Christ on a coin. It is a 7th-century Byzantine piece, Solidus of Justinian II, gold, no doubt, but with red blotches on its surface, on the obverse side, on its head, on the head of Christ, and also above him, on his right, on his left, and near his heart.

“Christ in the heart.” It is the voice of Father Quintana, a character in the 2012 film To the Wonder, who also says, right before that, as part of the same voiceover fragment, “Christ before me. Christ behind me. Christ in me. Christ above me. Christ on my right. Christ on my left.”

Justinian II on a coin. On his left, inscriptions and fragments, and on their left, numerals in red. This is the reverse side—the tails—of Solidus of Justinian II.

Elizabeth II on a coin. On its left, on the floor, is the body of Neil Lennon, head coach of the Scottish association football club Hibernian FC. His face is red. He is in pain, and so is Zdeněk Zlámal, the goalkeeper who is playing for Hibernian’s Edinburgh rivals Heart of Midlothian. They were struck by coins tossed from the crowd.

Christ on a cross. But he is abstracted, distorted, blurry, and is blending into the background. This is how the painter Francis Bacon presents the ghastly figure in Crucifixion (1933). The writer Anne Carson on Bacon: “He wants to make us see something we don’t yet have the eyes for.”

Christ as a force. Joseph Beuys, the artist, uses this language to describe the “evolutionary principle” from which all art (and life: Beuys does not allow for an easy distinction between the two—for him, in the final analysis, “every human being is an artist”) emanates. What is Art? Beuys’s answer: “a way of working that says the inner eye is of much more vital importance than the external images that arise as a matter of course.”

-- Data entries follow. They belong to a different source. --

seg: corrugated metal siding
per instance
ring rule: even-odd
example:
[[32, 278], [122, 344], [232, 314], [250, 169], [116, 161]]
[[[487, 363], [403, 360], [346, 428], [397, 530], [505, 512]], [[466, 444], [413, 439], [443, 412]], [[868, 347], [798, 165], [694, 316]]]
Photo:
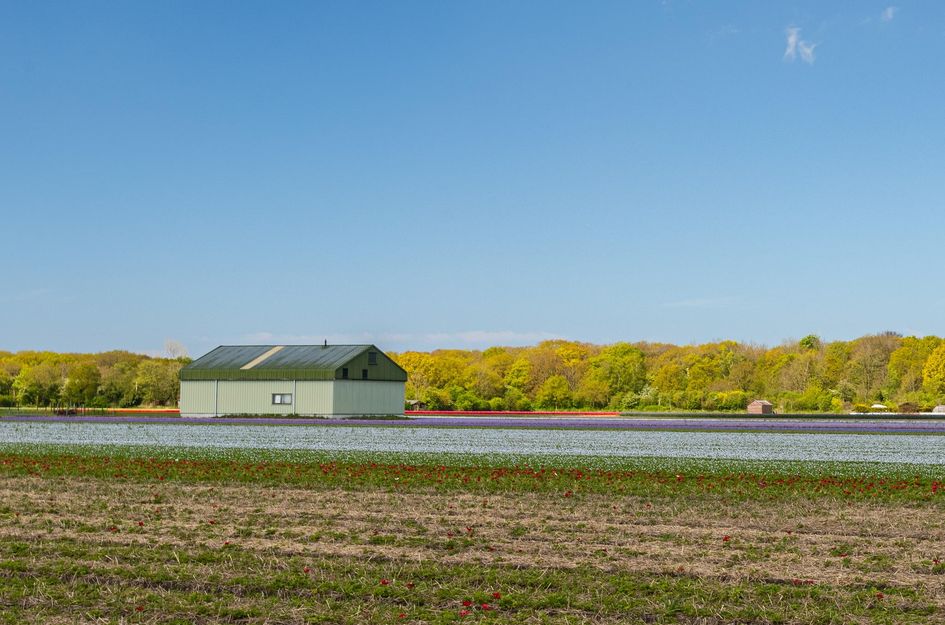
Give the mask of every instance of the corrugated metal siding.
[[[368, 364], [368, 353], [377, 353], [377, 364]], [[396, 362], [388, 358], [387, 354], [371, 346], [371, 349], [365, 350], [344, 364], [348, 367], [348, 379], [360, 380], [361, 370], [368, 370], [368, 380], [387, 380], [390, 382], [406, 382], [407, 372], [400, 368]], [[335, 379], [341, 379], [341, 367], [335, 373]]]
[[273, 404], [273, 393], [291, 393], [292, 382], [220, 380], [218, 412], [223, 414], [294, 414], [292, 404]]
[[180, 383], [180, 413], [185, 417], [213, 414], [214, 382], [189, 381]]
[[404, 383], [336, 380], [334, 414], [404, 414]]
[[301, 415], [330, 415], [334, 405], [334, 382], [306, 382], [299, 381], [298, 414]]

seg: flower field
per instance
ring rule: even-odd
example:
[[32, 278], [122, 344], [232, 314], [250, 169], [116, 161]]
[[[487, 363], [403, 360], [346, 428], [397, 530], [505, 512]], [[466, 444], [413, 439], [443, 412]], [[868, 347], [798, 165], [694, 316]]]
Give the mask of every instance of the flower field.
[[929, 462], [135, 432], [0, 444], [0, 623], [945, 622], [945, 471]]
[[945, 436], [410, 426], [0, 422], [0, 444], [153, 445], [227, 449], [678, 457], [938, 465]]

Bacon and Beuys were devoted to an expression that constantly challenged and undermined the power of optical art. As was the designer of Solidus of Justinian II, whose name we do not know, and who once distorted Jesus’s figure by blending together the foreground and background of a gold coin, creating a haptic, or tactile, image in the process. This designer was a Byzantine, after all, and according to the philosopher Gilles Deleuze, “Byzantine art reverses Greek art by giving such a degree of activity to the background that we no longer know where the background ends and the forms begin.” Bacon’s paintings follow the same logic. In Francis Bacon: Logic of Sensation, Deleuze tells us that in Bacon’s work “the form and the ground, connected to each other by the contour, lie on a single plane of a close, haptic vision.”

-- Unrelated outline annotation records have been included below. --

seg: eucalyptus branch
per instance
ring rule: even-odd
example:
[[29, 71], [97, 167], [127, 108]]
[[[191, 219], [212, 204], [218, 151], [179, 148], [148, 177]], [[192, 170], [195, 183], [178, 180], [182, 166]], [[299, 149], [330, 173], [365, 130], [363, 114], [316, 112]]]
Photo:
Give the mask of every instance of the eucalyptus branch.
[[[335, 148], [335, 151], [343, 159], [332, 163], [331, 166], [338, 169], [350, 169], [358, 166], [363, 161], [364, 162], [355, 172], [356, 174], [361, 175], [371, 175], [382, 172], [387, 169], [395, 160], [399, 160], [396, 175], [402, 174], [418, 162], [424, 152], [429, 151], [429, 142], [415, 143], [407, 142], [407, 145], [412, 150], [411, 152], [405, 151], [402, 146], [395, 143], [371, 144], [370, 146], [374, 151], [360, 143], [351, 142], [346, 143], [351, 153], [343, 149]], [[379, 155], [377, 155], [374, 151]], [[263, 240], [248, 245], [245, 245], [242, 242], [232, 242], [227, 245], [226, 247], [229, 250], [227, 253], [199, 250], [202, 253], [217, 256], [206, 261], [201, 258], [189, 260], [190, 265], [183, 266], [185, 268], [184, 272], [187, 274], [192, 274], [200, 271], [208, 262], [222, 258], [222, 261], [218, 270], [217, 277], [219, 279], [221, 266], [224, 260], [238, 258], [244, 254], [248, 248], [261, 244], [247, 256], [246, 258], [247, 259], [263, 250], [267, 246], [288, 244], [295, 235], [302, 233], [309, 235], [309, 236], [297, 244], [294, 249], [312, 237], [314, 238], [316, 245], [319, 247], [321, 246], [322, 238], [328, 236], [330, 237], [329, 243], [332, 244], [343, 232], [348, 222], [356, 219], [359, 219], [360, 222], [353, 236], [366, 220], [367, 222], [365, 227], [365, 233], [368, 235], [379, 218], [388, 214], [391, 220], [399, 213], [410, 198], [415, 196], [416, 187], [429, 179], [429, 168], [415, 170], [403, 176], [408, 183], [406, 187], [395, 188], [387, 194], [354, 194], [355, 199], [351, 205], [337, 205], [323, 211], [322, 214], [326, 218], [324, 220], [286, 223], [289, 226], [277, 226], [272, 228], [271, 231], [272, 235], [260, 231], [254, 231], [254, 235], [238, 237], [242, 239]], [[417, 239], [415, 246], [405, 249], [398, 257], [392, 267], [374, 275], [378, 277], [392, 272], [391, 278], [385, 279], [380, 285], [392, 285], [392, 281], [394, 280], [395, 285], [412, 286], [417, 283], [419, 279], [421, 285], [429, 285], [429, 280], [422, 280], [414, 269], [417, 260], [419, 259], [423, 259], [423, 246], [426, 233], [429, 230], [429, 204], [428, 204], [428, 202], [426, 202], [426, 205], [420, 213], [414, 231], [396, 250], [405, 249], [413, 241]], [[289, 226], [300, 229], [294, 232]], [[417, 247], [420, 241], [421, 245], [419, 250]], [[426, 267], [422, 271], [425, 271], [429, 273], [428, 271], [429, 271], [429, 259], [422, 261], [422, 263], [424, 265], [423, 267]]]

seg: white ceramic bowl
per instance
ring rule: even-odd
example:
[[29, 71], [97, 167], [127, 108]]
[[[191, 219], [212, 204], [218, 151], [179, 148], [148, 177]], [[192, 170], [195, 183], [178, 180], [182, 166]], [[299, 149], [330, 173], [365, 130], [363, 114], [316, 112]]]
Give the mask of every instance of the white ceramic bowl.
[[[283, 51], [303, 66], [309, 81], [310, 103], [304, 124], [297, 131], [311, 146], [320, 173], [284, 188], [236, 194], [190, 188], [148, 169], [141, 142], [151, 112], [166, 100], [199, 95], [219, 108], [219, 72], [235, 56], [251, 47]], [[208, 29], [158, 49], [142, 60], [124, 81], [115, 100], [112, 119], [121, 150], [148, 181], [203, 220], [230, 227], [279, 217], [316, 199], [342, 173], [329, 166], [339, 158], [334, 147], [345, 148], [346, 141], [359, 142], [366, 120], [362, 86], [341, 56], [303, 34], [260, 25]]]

Connections mattered a great deal to Deleuze: he activated and invigorated the philosophical concept of the “rhizome,” a nonlinear structure in which any two points can be connected. His approach was additive, dynamic, energetic. Beuys’s was the same. Pamela Kort, the art curator, argues that “Beuys’s aesthetic is embedded in the ideas of alignment, perpetuation, and addition. Rather than advocating invention, he believed it was the artist’s task to discover connections and expand upon them.”

In a 1980 lecture, Deleuze speaks of a “life work, a very modest work, but a very profound one.” In a 1980 lecture, Beuys, occasionally modest, often profound, speaks of the life, of the work, of the Lebenswerk of the Scottish gangster Jimmy Boyle in front of a small audience in Edinburgh. Boyle, who was once sentenced to life imprisonment, was a born-again artist.

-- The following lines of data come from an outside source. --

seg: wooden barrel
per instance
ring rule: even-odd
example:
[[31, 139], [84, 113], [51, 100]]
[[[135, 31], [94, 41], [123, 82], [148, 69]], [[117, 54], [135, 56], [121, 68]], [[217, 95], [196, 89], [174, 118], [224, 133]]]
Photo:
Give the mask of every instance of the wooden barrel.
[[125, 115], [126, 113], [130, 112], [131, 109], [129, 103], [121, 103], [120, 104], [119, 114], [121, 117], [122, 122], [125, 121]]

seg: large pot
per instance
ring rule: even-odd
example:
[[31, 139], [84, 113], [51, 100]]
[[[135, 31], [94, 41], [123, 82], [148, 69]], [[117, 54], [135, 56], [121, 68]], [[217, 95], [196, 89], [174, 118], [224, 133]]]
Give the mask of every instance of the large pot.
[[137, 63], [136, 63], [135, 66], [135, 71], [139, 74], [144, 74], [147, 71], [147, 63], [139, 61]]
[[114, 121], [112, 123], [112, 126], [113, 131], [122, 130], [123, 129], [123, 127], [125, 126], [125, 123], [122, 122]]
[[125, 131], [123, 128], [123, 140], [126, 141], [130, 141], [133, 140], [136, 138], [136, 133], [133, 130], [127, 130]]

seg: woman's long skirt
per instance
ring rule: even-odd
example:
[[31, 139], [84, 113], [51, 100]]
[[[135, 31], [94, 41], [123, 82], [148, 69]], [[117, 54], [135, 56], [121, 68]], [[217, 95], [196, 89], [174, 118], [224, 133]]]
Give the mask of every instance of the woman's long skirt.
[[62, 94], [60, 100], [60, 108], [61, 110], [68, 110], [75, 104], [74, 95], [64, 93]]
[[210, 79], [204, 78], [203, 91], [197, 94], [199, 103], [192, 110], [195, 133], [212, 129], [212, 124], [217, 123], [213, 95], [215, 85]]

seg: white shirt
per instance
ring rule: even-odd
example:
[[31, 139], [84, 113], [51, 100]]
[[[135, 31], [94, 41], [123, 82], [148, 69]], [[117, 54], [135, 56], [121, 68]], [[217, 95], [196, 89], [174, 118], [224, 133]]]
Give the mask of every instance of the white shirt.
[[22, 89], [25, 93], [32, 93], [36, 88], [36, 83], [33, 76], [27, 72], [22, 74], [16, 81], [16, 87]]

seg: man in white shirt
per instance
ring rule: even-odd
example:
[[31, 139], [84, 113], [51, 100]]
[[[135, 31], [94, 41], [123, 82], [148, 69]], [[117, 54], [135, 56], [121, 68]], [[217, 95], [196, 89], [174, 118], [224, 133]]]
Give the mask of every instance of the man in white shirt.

The first entry in Beuys’s 1964 list-piece Life Course/Work Course is his birth. The first word in To the Wonder, the Terrence Malick film from 2012, is “newborn.” This film, nonlinear in structure, was a great risk by Malick, and in the loud eyes of many film critics, let alone the general public, this is where Malick started to lose the plot.

Storytelling is never a given, though—not all artists are fans. In “Variations on the Right to Remain Silent,” Anne Carson says that Francis Bacon “wants to defeat narrative wherever it seeks to arise, which is pretty much everywhere since humans are creatures who crave stories.” She points to the nonchalant “free marks” you can find in Bacon’s paintings, the accidents—a “whip of white paint,” for instance, that, here and there, disrupts the painting, and, by extension, any sense of plot. Carson builds on the work of Deleuze, who claims, in the book Francis Bacon, that “modern painting begins when man no longer experiences himself as an essence, but as an accident. There is always a fall, a risk of the fall; the form begins to express the accident, and no longer the essence.”

The artistry of Beuys, Bacon, and Malick begins from a moment of commitment to accidents, to mistakes, to, dare I say, ugliness even. In the works of Beuys and Bacon, beauty is extinguished stylistically: Beuys used a lot of repellent brown paint, while Bacon’s figures are, from a superficial perspective, unsightly. For Malick, on the other hand, the sort of ugliness he is interested in depicting is spiritual in nature: he is interested in people’s interiors, in their moral compasses, not only when they are directed towards some sort of light-source, but also when they are pressed-in by darkness on all sides.

In To the Wonder, we are privy to the struggles of Father Quintana, a priest played by the actor Javier Bardem. “Where are you leading me?” the priest asks God. One must imagine the same question being asked by a chorus: the viewers of To the Wonder; the readers of Gilles Deleuze and Anne Carson; a person staring at a Francis Bacon painting; the thirty people or so who attended Beuys’s lecture in Edinburgh in 1980. These five artists—yes, that’s what’s at stake here: art—believe in the importance of forming linkages. And their faith in connection-forming, that’s a risk: they might be sentenced to outsiderness.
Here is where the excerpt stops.